You could sort "best" journeys by the "most probably correct" factor, and include this data in the results shown to the user.
My two cents :)
For the UK rail system, each interchange node has an associated 'minimum transfer time to allow'. The interface to the route planner here then has an Advanced option allowing the user to either accept the default, or add half hour increments.
In your example, setting a' minimum transfer time to allow' of say 10 minutes at step 2 would prevent Route 1 as shown being suggested. Of course, this means that the minimum possible journey time is increased, but that's the trade off.
If you take uncertainty into account then there is no longer a "best route", but instead there can be a "best strategy" that minimizes the total time in transit; however, it can't be represented as a linear sequence of instructions but is more of the form of a general plan, i.e. "go to bus station X, wait until 10:00 for bus Y, if it does not arrive walk to station Z..." This would be notoriously difficult to present to the user (in addition of being computationally expensive to produce).
For a fixed sequence of instructions it is possible to calculate the probability that it actually works out; but what would be the level of certainty users want to accept? Would you be content with, say, 80% success rate? When you then miss one of your connections the house of cards falls down in the worst case, e.g. if you miss a train that leaves every second hour.
I wrote many years a go a similar program to calculate long-distance bus journeys in Finland, and I just reported the transfer times assuming every bus was on schedule. Then basically every plan with less than 15 minutes transfer time or so was disregarded because they were too risky (there were sometimes only one or two long-distance buses per day at a given route).

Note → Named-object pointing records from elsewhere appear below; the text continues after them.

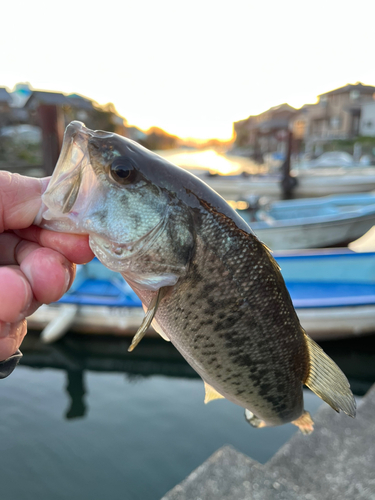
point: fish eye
(123, 171)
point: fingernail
(68, 277)
(27, 305)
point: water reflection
(77, 354)
(85, 419)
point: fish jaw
(130, 230)
(66, 199)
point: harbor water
(85, 420)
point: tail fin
(328, 381)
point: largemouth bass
(207, 283)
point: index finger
(20, 200)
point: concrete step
(230, 475)
(337, 461)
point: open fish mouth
(69, 188)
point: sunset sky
(193, 67)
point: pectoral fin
(155, 325)
(147, 320)
(211, 393)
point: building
(367, 119)
(266, 132)
(337, 114)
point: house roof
(58, 99)
(4, 95)
(365, 89)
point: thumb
(20, 200)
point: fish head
(112, 189)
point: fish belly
(240, 336)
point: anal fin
(305, 423)
(328, 381)
(253, 420)
(155, 325)
(211, 393)
(158, 329)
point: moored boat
(313, 222)
(333, 291)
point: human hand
(36, 265)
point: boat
(312, 222)
(309, 183)
(333, 291)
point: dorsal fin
(211, 393)
(328, 381)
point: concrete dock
(337, 461)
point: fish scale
(215, 317)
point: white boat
(313, 222)
(310, 183)
(333, 291)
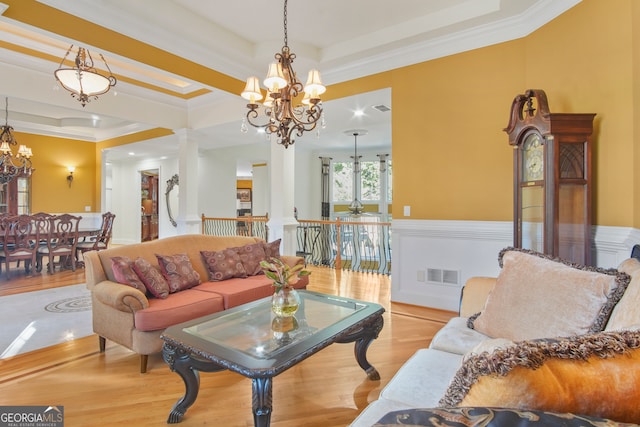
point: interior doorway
(149, 205)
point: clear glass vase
(285, 302)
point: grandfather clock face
(532, 158)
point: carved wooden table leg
(363, 338)
(181, 362)
(262, 401)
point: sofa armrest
(474, 295)
(121, 297)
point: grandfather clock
(552, 178)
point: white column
(188, 219)
(384, 186)
(282, 223)
(261, 189)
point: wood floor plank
(328, 389)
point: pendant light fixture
(283, 116)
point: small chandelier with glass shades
(283, 116)
(11, 166)
(83, 80)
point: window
(370, 181)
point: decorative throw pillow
(153, 280)
(123, 272)
(178, 271)
(224, 264)
(536, 296)
(251, 255)
(627, 312)
(272, 249)
(593, 374)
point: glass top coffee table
(251, 341)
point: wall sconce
(70, 177)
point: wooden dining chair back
(62, 238)
(20, 236)
(101, 240)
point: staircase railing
(359, 244)
(254, 226)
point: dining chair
(62, 238)
(101, 240)
(20, 233)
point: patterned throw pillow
(124, 274)
(224, 264)
(272, 249)
(153, 280)
(251, 255)
(178, 271)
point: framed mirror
(171, 195)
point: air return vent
(382, 108)
(443, 277)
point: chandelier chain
(286, 38)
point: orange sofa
(135, 318)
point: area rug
(33, 320)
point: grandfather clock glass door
(552, 176)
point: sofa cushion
(251, 255)
(123, 271)
(456, 337)
(239, 291)
(152, 278)
(489, 417)
(178, 271)
(423, 379)
(178, 307)
(627, 312)
(536, 296)
(224, 264)
(272, 249)
(593, 374)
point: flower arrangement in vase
(285, 300)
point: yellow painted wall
(51, 158)
(451, 158)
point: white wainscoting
(423, 249)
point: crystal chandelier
(283, 117)
(10, 166)
(356, 207)
(83, 80)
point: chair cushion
(177, 308)
(152, 278)
(178, 271)
(251, 255)
(123, 271)
(224, 264)
(536, 296)
(593, 374)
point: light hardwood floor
(328, 389)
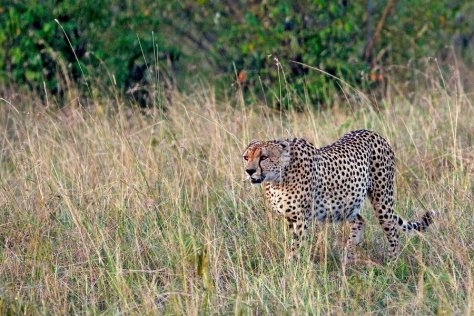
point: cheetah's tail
(420, 225)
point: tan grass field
(106, 209)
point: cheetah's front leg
(356, 236)
(298, 230)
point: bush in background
(133, 45)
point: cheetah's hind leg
(357, 226)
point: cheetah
(329, 184)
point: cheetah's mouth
(257, 181)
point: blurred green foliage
(132, 44)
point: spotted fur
(330, 184)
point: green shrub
(128, 43)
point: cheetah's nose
(250, 171)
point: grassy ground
(109, 210)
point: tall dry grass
(110, 210)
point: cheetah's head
(266, 160)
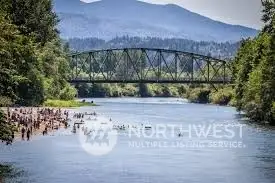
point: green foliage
(255, 66)
(5, 129)
(34, 64)
(198, 95)
(130, 90)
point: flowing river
(244, 153)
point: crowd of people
(30, 120)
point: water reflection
(60, 158)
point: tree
(6, 129)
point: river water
(60, 157)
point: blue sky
(242, 12)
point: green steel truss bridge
(146, 65)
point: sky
(240, 12)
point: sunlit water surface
(60, 157)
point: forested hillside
(255, 71)
(219, 50)
(34, 64)
(106, 19)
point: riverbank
(30, 121)
(67, 103)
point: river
(60, 157)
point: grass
(68, 103)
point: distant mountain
(107, 19)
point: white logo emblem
(98, 137)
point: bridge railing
(147, 65)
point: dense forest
(33, 60)
(255, 71)
(34, 63)
(218, 50)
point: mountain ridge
(136, 18)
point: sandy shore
(34, 115)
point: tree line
(254, 66)
(34, 65)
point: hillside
(107, 19)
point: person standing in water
(28, 134)
(23, 133)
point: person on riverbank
(28, 134)
(23, 133)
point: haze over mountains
(107, 19)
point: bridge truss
(145, 65)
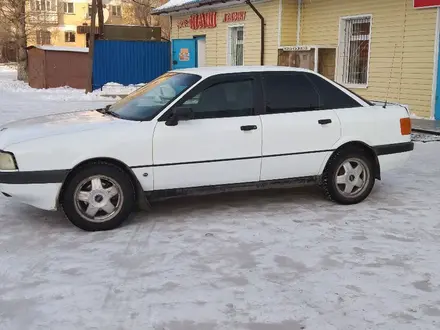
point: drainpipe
(255, 10)
(298, 23)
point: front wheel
(349, 177)
(98, 197)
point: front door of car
(211, 137)
(298, 132)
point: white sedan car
(200, 131)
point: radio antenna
(391, 74)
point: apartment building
(59, 22)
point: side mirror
(180, 113)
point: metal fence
(129, 62)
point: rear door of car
(299, 131)
(221, 144)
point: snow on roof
(62, 49)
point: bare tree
(139, 12)
(21, 19)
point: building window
(43, 37)
(44, 5)
(235, 45)
(355, 50)
(69, 36)
(116, 11)
(69, 7)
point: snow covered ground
(278, 260)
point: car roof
(212, 71)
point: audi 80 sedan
(203, 130)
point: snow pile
(64, 49)
(10, 84)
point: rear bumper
(394, 155)
(392, 149)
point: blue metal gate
(129, 62)
(184, 53)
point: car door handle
(324, 121)
(248, 127)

Empirically. Record the actual arrival times vs scheduled arrival times, and compute the mean and standard deviation for each. When considering possible routes, calculate the probability that a given leg will arrive late enough to make you miss the next leg, and make the average wait time P(on time)*T(first bus) + (1-P(on time))*T(second bus). This gets more complicated if you have to consider multiple legs, each of which could be late independently, and multiple possible next legs you could miss, but the general principle holds.
Catastrophic failure should be the first check.
This is especially important when you are trying to connect to that last bus of the day which is a critical part of the route. The rider needs to know that is what is happening so he doesn't get too distracted and knows the risk.
After that it could evaluate worst-case single misses.
And then, if you really wanna get fancy, take a look at the crime stats for the neighborhood or transit station where the waiting point is.